Nasıl çalıştı…
Hangi ara yazdı…
Ne gibi bir uğraş verdi…
O kitaplar nasıl oldu da basıldı…
Hiç oralarda değildim küçükken.
O benim annemdi. NOKTA!
Hele bir bana yeterince ilgi göstermesin! Hemen tepkimi verirdim. Ya surat asardım, ya kırılmış dolanırdım etrafta.
Ne kadar bencilce değil mi?
Ama çocuk olmak böyle bir şey. Son on senedir kızımdan biliyorum. Üstelik benimki gayet de kapris yapmayan türünden, empati duygusu yüksek. Ama haklı olarak düşünüyor ki ondan daha önemlisi yok. Onun her durumu acil, her sorusu başkalarınınkinden önemli.
Geceleri niye bu kadar uzun oturuyor diye hiç düşünmedim. Öyleydi o herhalde. Gece kuşu.
Sabah okula giderken bizimle kalkması zaten olması gerekendi. Gece kaçta yattığı önemsiz.
Ay bir de bizi çalıştırmasa…
Sayfa sayfa el yazısı yazılmış kağıtlar koyar önümüze… Bakalım nasıl bulacakmışız.
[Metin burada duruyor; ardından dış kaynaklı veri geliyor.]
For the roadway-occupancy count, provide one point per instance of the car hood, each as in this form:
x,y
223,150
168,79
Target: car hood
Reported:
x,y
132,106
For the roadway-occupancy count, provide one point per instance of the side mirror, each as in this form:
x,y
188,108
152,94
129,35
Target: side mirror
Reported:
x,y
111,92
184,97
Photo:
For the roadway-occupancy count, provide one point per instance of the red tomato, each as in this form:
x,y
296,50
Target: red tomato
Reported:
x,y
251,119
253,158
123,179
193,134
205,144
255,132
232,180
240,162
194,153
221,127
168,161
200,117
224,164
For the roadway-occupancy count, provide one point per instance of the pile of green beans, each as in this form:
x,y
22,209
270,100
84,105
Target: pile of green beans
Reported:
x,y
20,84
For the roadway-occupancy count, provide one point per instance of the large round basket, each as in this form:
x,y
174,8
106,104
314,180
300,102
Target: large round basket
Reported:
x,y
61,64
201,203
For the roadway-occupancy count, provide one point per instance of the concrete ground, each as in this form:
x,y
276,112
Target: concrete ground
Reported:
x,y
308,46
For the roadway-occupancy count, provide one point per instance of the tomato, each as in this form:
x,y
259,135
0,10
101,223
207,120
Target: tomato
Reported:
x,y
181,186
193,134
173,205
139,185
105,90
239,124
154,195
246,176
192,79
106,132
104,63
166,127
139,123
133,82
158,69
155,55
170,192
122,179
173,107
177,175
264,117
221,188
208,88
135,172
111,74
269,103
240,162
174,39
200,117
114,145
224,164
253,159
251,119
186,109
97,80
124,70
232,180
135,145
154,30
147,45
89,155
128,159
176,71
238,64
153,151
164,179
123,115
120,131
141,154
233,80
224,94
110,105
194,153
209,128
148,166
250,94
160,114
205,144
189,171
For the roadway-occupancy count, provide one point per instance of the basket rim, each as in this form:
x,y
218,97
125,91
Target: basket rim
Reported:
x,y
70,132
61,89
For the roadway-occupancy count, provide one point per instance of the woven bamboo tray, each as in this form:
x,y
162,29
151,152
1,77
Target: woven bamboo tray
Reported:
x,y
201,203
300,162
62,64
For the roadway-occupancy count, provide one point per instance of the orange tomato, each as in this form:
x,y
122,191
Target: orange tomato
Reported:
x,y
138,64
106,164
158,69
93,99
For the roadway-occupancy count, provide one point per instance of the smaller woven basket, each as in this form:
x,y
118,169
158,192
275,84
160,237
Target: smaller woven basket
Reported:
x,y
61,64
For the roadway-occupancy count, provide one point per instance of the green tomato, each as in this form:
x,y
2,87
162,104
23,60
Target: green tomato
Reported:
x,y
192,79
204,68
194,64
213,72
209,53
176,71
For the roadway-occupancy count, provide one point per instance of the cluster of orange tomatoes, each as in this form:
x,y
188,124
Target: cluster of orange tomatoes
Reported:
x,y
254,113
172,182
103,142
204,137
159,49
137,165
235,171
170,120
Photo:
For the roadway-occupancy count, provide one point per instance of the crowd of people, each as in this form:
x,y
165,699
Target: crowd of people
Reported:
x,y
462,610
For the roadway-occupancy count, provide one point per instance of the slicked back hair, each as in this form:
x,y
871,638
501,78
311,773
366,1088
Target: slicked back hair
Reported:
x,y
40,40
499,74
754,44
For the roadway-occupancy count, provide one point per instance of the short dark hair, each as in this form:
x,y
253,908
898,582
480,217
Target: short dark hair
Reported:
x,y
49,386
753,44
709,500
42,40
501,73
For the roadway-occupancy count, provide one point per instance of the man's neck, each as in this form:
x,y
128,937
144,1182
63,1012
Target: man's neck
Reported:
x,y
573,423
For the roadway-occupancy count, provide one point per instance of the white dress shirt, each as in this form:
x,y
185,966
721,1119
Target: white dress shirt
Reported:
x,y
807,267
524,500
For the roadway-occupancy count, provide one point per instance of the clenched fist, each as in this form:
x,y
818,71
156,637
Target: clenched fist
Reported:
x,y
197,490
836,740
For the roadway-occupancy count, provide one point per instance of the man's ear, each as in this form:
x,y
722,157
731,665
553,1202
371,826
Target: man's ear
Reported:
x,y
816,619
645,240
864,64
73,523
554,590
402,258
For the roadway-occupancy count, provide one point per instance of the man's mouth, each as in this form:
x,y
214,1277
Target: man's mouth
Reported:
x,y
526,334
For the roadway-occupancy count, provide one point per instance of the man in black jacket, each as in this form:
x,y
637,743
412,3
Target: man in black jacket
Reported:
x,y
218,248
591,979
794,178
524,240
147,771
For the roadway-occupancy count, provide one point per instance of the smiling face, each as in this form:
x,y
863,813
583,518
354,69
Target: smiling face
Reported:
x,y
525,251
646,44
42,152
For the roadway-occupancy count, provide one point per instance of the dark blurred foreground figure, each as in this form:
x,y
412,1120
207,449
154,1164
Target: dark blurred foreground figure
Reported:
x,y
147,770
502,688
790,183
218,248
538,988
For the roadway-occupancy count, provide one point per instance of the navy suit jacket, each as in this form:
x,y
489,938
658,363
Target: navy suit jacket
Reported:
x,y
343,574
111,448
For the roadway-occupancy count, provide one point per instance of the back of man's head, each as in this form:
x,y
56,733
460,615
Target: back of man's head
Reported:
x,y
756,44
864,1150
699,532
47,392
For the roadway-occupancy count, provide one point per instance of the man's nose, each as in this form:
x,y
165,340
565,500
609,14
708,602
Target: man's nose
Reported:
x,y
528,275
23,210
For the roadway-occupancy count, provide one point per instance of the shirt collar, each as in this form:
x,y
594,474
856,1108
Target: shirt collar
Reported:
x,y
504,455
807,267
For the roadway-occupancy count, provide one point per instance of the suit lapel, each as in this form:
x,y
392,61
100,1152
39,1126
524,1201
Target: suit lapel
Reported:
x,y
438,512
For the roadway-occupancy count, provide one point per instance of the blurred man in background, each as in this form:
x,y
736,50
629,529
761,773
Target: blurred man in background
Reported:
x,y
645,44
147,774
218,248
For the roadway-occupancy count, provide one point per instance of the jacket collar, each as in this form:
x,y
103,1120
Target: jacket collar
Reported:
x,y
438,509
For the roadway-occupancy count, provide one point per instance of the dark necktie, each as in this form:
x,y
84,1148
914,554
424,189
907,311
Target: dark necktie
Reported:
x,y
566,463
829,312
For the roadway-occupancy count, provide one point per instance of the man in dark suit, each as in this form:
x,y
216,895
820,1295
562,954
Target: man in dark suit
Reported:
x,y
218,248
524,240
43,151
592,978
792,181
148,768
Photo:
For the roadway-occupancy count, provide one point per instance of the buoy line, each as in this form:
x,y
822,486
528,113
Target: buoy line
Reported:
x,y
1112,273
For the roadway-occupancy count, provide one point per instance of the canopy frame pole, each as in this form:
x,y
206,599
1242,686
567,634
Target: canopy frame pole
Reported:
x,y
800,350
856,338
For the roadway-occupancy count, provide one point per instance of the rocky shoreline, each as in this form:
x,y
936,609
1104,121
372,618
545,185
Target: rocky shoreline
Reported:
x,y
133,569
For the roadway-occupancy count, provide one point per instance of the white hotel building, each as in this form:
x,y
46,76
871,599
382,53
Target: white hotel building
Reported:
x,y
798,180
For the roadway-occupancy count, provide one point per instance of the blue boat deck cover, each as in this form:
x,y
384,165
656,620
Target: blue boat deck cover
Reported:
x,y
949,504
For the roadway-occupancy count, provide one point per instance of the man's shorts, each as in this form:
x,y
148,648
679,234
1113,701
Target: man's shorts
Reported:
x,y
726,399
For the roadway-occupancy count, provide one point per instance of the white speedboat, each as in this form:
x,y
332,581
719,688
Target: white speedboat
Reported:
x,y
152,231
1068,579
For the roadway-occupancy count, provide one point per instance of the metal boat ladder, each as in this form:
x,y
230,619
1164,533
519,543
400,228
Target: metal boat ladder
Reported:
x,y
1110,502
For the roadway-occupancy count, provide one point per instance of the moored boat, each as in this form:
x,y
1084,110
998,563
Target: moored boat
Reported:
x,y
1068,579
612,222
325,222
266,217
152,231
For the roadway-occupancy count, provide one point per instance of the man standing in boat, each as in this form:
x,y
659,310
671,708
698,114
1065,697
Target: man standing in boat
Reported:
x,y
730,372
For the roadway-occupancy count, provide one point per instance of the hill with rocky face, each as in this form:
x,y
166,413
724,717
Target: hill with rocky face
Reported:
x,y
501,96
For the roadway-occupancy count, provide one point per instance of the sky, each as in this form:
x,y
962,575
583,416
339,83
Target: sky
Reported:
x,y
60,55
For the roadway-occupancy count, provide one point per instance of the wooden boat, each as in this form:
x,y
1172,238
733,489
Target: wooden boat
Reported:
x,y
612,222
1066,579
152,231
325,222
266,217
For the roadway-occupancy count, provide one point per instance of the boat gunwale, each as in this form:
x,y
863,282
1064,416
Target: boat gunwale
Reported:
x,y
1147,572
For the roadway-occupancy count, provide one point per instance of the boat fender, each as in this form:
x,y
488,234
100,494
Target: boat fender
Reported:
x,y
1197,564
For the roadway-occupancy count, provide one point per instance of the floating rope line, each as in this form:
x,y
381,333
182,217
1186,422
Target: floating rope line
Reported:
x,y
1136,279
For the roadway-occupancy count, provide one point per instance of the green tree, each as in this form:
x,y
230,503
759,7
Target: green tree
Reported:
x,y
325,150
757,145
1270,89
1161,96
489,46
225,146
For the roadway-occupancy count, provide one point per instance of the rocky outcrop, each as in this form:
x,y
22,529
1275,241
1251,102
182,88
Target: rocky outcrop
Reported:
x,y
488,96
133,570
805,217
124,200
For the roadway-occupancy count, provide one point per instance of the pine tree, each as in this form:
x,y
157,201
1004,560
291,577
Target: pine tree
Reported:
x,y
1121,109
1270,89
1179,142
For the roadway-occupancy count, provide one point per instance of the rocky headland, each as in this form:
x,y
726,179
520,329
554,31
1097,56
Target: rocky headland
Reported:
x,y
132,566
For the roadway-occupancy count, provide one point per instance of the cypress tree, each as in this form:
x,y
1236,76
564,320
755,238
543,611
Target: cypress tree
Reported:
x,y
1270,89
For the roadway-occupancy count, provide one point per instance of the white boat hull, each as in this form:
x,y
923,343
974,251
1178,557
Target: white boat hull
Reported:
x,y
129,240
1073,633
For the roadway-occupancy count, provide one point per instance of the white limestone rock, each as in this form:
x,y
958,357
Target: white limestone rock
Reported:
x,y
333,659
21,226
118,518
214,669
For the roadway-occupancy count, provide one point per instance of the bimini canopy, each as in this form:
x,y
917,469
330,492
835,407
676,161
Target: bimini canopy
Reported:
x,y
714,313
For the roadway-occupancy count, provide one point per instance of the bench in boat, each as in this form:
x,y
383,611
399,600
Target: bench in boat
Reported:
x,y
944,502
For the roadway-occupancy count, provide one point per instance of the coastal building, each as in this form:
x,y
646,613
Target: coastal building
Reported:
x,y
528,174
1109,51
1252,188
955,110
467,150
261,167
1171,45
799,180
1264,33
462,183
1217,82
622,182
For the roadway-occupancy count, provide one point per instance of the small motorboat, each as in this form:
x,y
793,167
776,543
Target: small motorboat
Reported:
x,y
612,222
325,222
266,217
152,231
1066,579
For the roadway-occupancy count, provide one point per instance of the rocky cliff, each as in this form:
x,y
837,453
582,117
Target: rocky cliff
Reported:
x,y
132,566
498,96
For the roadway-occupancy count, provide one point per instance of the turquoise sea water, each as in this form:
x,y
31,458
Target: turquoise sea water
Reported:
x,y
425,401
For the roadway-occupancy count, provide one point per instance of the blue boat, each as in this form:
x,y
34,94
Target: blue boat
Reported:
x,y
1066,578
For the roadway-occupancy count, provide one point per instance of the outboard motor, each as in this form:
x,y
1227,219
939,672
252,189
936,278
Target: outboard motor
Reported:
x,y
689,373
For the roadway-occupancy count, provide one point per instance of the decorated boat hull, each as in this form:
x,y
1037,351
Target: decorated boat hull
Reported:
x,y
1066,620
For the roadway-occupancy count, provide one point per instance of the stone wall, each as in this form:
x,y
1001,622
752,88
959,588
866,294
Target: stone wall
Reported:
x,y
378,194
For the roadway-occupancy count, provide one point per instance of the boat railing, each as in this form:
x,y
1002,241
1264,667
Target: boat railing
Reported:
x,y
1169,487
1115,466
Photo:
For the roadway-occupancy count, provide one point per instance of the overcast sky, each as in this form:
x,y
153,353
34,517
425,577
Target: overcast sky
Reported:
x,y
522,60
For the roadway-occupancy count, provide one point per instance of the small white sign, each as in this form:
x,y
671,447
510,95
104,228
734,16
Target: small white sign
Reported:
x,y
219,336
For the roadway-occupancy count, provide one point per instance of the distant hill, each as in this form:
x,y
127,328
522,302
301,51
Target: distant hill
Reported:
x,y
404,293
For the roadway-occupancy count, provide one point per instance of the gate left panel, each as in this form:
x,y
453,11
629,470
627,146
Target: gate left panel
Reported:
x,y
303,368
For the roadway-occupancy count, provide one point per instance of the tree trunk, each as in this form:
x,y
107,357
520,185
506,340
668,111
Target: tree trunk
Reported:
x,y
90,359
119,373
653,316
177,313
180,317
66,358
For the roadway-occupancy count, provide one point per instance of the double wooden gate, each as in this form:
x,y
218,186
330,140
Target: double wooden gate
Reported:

İşin ilginç yanı, okudukça okuruz, daha da isteriz. Gerçekten ilginç yazıyor… Okuyası geliyor insanın. Hiç de fena değil… Daha yok mu?
Biz böyle devamını istedikçe ilginç şekilde seviniyor. Halbuki ona daha fazla iş düşüyor. Bizi mutlu etmek için yazması gerekiyor!!!
Ama size bir sır vereyim mi? Biz ve arkadaşlarımız olmasa biraz zor malzeme bulur! Sadece kendi arkadaşlarıyla yaşadıklarını yazmak nereye kadar… Halbuki bizim hayatımız çok renkli 🙂 🙂
Şaka bir yana, hep bize sorarlar, “Bu kitaptaki karakterler sizler misiniz?” diye… Değil tabii ki… Esinlenme olduğu bir gerçek. Ama o kadar.
Neyse efendim, annemden bahsediyorum tabii.. Yazar kişiliği özellikle küçükken hiç mi hiç umurumda olmayan, benim için sadece ve sadece “annem” olan kişiden bahsediyorum.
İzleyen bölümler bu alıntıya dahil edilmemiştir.